Tze How Mok is a Senior clinical research fellow at the MRC Prion Unit at UCL, a Honorary consultant neurologist at the UK NHS National Prion Clinic (NPC) at Queen Square, and a Consultant neurologist at East Surrey Hospital in the UK.
He has spent almost 10 years providing specialist clinical care at the NPC and researching various aspects of prion disease at the MRC Prion Unit.
His interests and expertise include assembling a CSF and blood biofluid archive particularly from asymptomatic at-risk individuals, and developing biomarkers capable of predicting proximity of clinical conversion, with special emphasis on prion seed amplification assays.
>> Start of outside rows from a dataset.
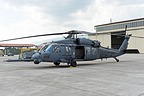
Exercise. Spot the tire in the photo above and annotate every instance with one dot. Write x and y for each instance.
(73, 63)
(57, 63)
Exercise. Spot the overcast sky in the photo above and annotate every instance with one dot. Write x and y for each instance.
(30, 17)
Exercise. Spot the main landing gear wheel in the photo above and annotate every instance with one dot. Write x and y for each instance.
(57, 63)
(73, 63)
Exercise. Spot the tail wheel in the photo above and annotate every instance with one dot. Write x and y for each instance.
(57, 63)
(73, 63)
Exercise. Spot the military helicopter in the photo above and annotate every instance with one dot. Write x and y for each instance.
(73, 49)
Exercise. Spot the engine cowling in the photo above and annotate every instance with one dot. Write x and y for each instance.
(84, 41)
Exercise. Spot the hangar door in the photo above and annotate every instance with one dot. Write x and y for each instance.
(116, 39)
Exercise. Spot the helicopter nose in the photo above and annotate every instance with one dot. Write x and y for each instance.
(37, 58)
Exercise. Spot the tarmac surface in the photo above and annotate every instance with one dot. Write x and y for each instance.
(93, 78)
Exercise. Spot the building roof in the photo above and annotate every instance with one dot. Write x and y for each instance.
(17, 45)
(120, 22)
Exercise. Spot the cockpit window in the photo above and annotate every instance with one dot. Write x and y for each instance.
(43, 48)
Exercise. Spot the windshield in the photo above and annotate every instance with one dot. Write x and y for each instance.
(43, 48)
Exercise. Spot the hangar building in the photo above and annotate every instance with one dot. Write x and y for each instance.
(106, 34)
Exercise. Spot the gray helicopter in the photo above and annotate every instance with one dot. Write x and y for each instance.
(73, 49)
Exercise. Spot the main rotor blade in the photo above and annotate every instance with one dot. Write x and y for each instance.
(33, 36)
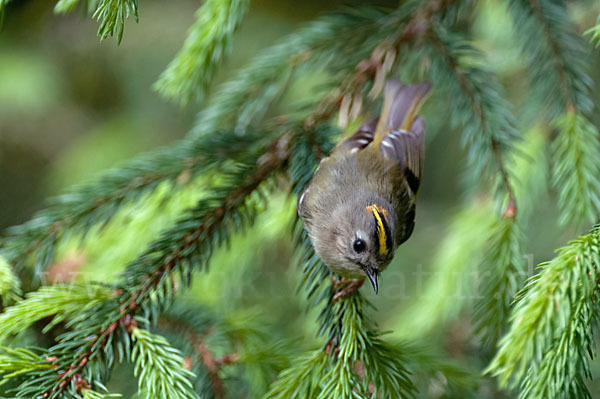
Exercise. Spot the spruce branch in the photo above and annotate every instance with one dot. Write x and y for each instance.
(112, 15)
(159, 368)
(481, 108)
(501, 270)
(89, 394)
(96, 202)
(60, 301)
(550, 342)
(594, 33)
(195, 330)
(17, 362)
(209, 40)
(102, 333)
(556, 57)
(65, 6)
(575, 170)
(10, 285)
(3, 5)
(246, 98)
(447, 292)
(557, 60)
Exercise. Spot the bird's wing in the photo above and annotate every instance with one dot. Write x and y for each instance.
(359, 139)
(407, 149)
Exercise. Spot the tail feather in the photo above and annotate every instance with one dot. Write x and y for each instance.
(400, 107)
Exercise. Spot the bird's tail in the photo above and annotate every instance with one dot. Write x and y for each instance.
(400, 106)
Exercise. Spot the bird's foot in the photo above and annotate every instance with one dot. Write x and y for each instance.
(350, 287)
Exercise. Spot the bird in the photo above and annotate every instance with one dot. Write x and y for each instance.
(359, 205)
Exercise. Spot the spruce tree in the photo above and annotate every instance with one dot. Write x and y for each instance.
(534, 334)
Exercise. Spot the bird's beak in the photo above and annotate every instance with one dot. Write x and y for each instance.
(372, 274)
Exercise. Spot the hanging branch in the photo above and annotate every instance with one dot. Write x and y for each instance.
(159, 368)
(550, 341)
(10, 285)
(209, 40)
(594, 33)
(112, 15)
(558, 62)
(480, 106)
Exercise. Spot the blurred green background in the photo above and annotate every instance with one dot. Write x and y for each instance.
(72, 106)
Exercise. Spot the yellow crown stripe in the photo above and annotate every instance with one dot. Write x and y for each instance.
(379, 213)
Ashvini Keshavan is a Senior clinical research fellow and Honorary consultant neurologist at the Dementia Research Centre UCL Queen Square Institute of Neurology.
A MBBChir graduate of Trinity College, Cambridge, she completed postgraduate medical and neurological training in London, and obtained her PhD in 2019 from University College London on Cerebrospinal fluid and blood biomarkers of Alzheimer’s disease.
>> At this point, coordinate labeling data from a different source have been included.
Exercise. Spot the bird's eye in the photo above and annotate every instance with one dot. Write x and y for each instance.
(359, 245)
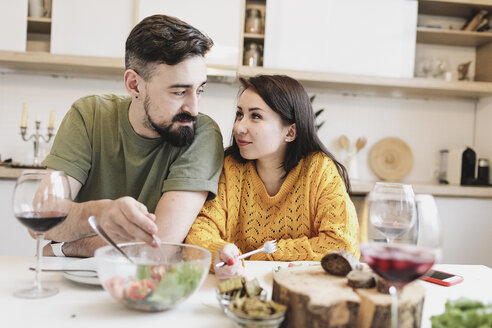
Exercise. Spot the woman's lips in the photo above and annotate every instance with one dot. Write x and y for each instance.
(242, 143)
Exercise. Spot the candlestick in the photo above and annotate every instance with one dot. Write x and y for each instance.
(37, 138)
(52, 120)
(24, 116)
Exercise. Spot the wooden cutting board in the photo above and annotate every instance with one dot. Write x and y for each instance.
(390, 159)
(317, 299)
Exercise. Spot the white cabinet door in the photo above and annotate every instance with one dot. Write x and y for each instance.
(13, 25)
(219, 19)
(91, 27)
(362, 37)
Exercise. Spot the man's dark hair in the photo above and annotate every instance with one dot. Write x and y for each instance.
(288, 98)
(161, 39)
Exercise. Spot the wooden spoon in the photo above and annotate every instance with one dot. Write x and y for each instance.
(344, 142)
(360, 143)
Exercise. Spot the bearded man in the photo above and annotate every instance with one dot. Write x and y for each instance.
(143, 164)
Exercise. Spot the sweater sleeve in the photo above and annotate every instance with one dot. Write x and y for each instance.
(208, 230)
(334, 220)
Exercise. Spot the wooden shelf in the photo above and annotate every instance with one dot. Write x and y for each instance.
(452, 37)
(100, 66)
(381, 85)
(87, 66)
(254, 36)
(361, 188)
(455, 8)
(39, 25)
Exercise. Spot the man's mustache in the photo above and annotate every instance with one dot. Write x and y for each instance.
(184, 117)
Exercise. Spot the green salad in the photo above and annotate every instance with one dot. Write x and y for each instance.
(156, 288)
(464, 313)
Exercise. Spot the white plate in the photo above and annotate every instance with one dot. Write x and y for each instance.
(83, 277)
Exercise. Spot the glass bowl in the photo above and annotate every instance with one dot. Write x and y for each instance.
(152, 283)
(271, 321)
(225, 299)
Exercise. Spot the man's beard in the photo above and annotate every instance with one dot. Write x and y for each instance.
(179, 137)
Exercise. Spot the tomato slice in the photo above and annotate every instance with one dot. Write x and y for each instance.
(137, 290)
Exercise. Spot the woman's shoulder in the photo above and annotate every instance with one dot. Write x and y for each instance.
(319, 160)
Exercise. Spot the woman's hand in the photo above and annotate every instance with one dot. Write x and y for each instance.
(234, 267)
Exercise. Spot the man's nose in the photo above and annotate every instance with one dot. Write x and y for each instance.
(191, 105)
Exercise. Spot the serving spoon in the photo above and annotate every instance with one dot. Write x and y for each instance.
(99, 230)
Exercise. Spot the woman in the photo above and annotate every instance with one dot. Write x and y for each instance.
(278, 182)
Her ongoing work examines these biomarkers in clinical and pre-clinical cohorts, aiming toward application in more real-world settings, serving diverse populations.
She is the joint primary investigator for the UK-wide ADAPT (Alzheimer’s disease Diagnosis and Plasma p-Tau217) study, and the communications chair for the ISTAART Biofluid Biomarkers Professional Interest Area, and co-chair of its real World Translation work group.
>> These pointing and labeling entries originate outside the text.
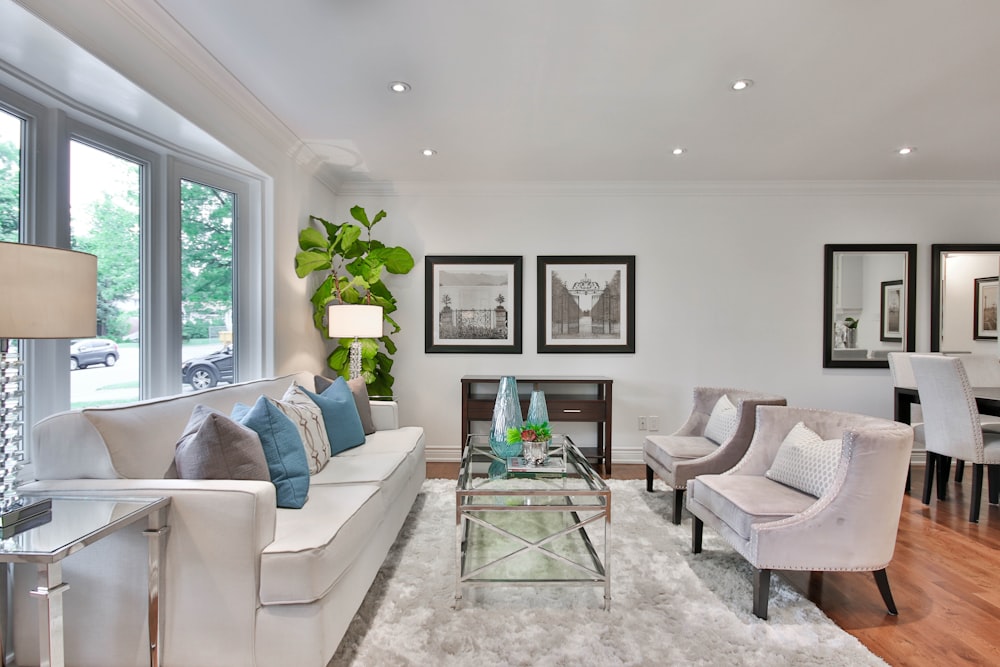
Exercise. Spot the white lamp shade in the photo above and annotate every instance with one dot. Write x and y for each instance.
(349, 321)
(47, 292)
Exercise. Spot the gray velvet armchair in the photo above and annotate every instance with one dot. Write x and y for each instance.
(680, 456)
(850, 525)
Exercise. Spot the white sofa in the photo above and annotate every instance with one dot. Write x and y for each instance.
(247, 583)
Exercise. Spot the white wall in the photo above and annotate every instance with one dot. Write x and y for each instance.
(730, 285)
(729, 277)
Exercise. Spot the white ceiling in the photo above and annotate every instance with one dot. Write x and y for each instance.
(603, 90)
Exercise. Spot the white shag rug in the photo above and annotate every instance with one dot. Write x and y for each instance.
(669, 606)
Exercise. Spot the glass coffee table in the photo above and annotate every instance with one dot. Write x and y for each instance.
(531, 526)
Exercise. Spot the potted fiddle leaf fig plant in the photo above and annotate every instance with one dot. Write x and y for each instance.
(352, 263)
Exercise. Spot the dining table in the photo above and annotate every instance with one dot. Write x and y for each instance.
(987, 401)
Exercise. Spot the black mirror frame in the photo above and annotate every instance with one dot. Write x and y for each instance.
(910, 338)
(937, 250)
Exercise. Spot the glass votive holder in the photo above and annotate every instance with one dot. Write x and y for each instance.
(535, 451)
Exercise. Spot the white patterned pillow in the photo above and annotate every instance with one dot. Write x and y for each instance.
(308, 419)
(722, 422)
(805, 461)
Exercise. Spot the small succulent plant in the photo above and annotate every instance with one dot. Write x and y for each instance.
(529, 433)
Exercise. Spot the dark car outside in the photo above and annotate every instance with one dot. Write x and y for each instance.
(210, 370)
(83, 353)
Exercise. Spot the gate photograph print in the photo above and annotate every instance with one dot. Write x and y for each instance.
(586, 304)
(473, 304)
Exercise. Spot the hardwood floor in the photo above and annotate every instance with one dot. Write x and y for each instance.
(945, 579)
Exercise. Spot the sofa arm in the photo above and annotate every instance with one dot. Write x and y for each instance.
(217, 531)
(385, 415)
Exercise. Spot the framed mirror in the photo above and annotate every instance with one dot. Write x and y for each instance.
(869, 303)
(964, 298)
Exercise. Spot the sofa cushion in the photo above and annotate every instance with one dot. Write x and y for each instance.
(308, 418)
(404, 439)
(805, 461)
(741, 501)
(668, 449)
(283, 449)
(388, 470)
(343, 424)
(314, 546)
(722, 422)
(214, 446)
(361, 400)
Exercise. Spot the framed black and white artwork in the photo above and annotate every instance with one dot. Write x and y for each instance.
(473, 304)
(586, 304)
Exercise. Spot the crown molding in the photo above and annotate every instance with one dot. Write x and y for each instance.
(676, 189)
(144, 43)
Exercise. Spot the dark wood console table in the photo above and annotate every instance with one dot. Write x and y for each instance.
(593, 404)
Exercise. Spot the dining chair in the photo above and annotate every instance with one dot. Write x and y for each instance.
(952, 427)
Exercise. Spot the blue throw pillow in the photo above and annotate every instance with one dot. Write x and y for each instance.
(283, 449)
(340, 413)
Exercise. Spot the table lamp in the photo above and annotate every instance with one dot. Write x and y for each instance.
(355, 321)
(47, 293)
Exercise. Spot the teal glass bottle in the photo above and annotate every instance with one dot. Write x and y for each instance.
(506, 415)
(538, 412)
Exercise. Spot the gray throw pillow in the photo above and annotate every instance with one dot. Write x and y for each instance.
(360, 391)
(214, 446)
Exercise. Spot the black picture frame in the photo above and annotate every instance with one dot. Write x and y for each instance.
(458, 316)
(984, 315)
(893, 312)
(607, 283)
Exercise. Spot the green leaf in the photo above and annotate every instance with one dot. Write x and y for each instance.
(310, 237)
(390, 345)
(398, 260)
(347, 237)
(309, 261)
(369, 348)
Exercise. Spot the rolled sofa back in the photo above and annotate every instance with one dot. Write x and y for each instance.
(137, 440)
Edwin Jabbari is a research group leader at the UCL Queen Square Institute of Neurology and Consultant Neurologist in the Movement Disorders Department at the National Hospital for Neurology and Neurosurgery.
His research is centred on the integration of fluid biomarker and genetic approaches to enhance the diagnostic accuracy of Parkinsonian disorders, refine clinical trial design, and discover novel treatment targets.
He has recently been awarded an MRC Clinician Scientist Fellowship which has enabled him to establish his research group at UCL to focus on the development of alpha-synuclein and tau seed amplification assays.